From Amazon: “For decades, technology encouraged people to squander their time and intellect as passive consumers. Today, tech has finally caught up with human potential. In Cognitive Surplus, Internet guru Clay Shirky forecasts the thrilling changes we will all enjoy as new digital technology puts our untapped resources of talent and goodwill to use at last.”

A few of my highlighted excerpts from Cognitive Surplus by Clay Shirky (more after the jump).

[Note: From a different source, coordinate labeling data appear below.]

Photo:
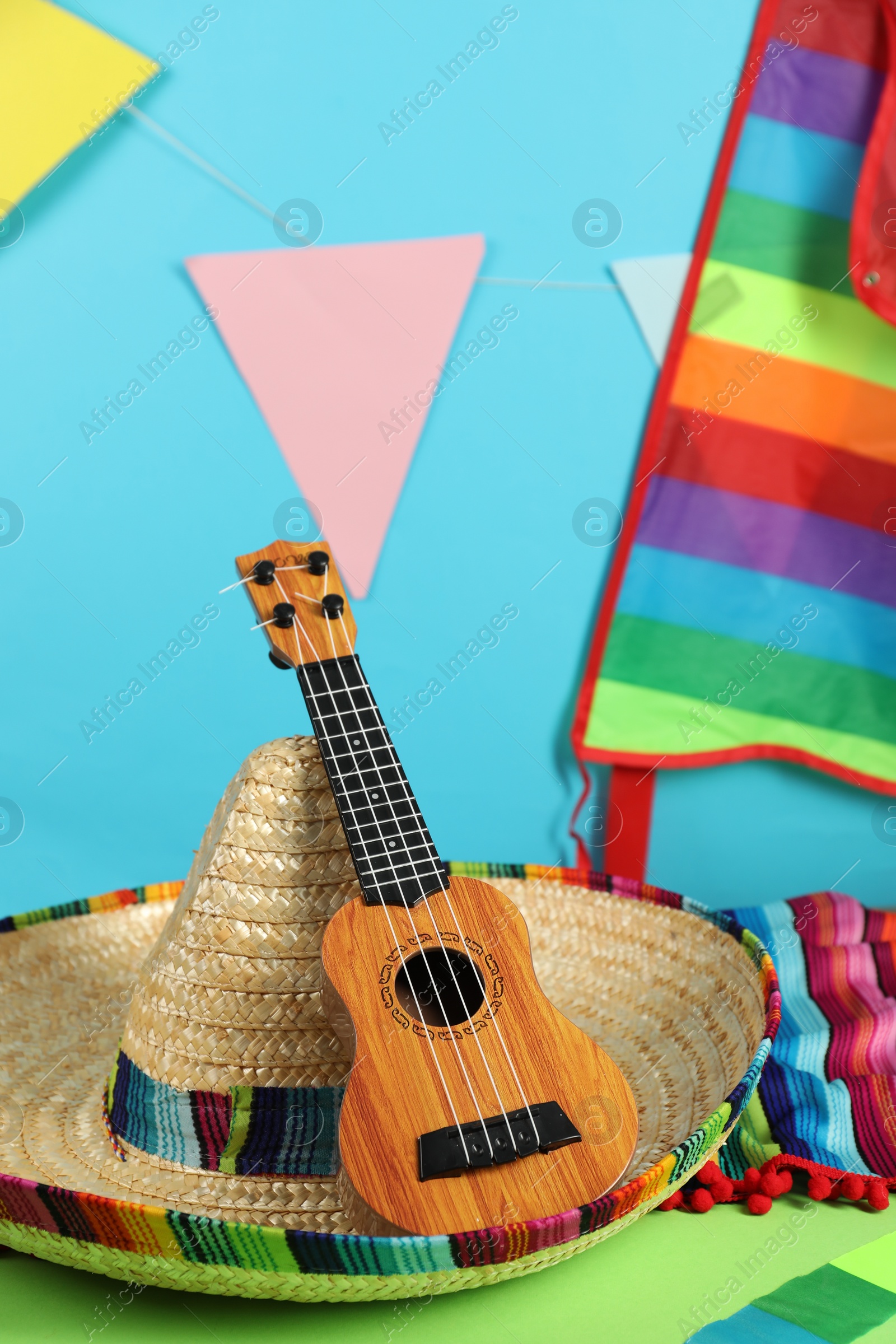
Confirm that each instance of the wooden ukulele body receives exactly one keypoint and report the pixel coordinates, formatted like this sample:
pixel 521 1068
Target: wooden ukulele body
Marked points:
pixel 395 1092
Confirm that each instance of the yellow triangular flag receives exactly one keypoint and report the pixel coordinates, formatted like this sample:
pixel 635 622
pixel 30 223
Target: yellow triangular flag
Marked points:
pixel 61 80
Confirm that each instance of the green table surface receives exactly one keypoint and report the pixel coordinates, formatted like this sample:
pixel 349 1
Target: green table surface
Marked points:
pixel 638 1285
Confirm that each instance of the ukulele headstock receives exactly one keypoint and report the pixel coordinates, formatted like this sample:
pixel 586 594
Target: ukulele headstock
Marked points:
pixel 300 601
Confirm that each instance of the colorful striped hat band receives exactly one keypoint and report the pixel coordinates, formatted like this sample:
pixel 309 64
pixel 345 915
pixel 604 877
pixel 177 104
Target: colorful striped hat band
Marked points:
pixel 270 1131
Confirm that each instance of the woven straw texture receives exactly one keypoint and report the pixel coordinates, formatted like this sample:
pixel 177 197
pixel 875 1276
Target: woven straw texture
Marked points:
pixel 223 988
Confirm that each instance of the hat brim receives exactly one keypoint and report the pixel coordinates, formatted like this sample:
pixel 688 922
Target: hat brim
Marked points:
pixel 66 1197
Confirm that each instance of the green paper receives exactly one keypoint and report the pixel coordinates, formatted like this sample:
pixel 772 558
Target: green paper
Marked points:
pixel 875 1262
pixel 634 1289
pixel 833 1305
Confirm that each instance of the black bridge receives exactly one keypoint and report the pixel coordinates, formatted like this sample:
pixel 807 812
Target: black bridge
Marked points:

“The postwar trends of emptying rural populations, urban growth, and increased suburban density, accompanied by rising educational attainment across almost all demographic groups, have marked a huge increase in the number of people paid to think or talk, rather than to produce or transport objects.” – page 4

“Someone born in 1960 has watched something like fifty thousand hours of TV already, and many watch another thirty thousand hours before she dies.” – page 6

“…in the whole of the developed world, the three most common activities are now work, sleep, and watching TV.” – page 6

“Americans watch roughly two hundred billion hours of TV every year. … We spend roughly a hundred million hours every weekend just watching commercials.” – page 10

“As long as the assumed purpose of media is to allow ordinary people to consume professionally created material, the proliferation of amateur-created stuff will seem incomprehensible.” – page 19

“Imagine that everything says 99 percent the same, that people continue to consume 99 percent of the television they used to, but 1 percent of that time gets carved out for producing and sharing. The connected population still watches well over a trillion hours of TV a year; 1 percent of that time is mor than one hundred Wikipedias’ worth of participation per year.” – page 23

“In 2010 the global internet-connected population will cross two billion people, and mobile hone accounts already number over three billion. Since there are something like 4.5 billion adults worldwide (roughly 30 percent of the global population is under fifteen), we live, for the first time in history, in a world where being part of a globally interconnected group is the normal case for most citizens.” – page 23

“The chance that someone with a camera will come across an event of global significance is rapidly becoming the chance that such an event has any witnesses at all.” – page 26

“…media refers to a collection of businesses, from newspapers and magazines to radio and television, that have particular ways of producing material and particular ways of making money. And as long as we use media to refer just to those businesses, and to that material, the word will be an anachronism, a bad fit for what’s happening today.” – page 26

“…the wiring of humanity lets us treat free time as a shred global resource, and lets us design new kinds of participation and sharing that take advantage of that resource.” – page 27

“Democracies both produce and rely upon complacency in their citizens. A democracy is working when its citizens are content enough not to turn out in the streets; when they do, it’s a sign that something isn’t right.” – page 32

“The average Seoul resident has access to better, faster, and more widely available communications networks, both on their computers and on their mobile phones, than the average citizen of London, Paris, or New York.” – page 34

“Consider the cluster of ideas contained in this list: publicity, publicize, publish, publication, publicist, publisher. They are all centered on the act of making something public, which has historically been difficult, complex, and expensive. And now it is none of those things.” – page 46

“The great tension in media has always been that freedom and quality are conflicting goals.” – page 47

“If a change in society were immediately easy to understand, it wouldn’t be a revolution.” – page 52

“Television encodes moving images and sounds for transmission through the air and, latterly, through a cable, for subsequent conversion back to images and sound, using a special decoding device. What is the name of the content so transmitted? Television. and the device the displays the images? It is a television. And the people who make the content and sent out the resulting signal — what industry to they work in? Television, of course. The people who work in television make television for your television.” – page 52

“The bundle of concepts tied to the word media is unraveling. We need a new conception for the word, one that dispenses with the connotations of “something produced by professionals for consumption by amateurs.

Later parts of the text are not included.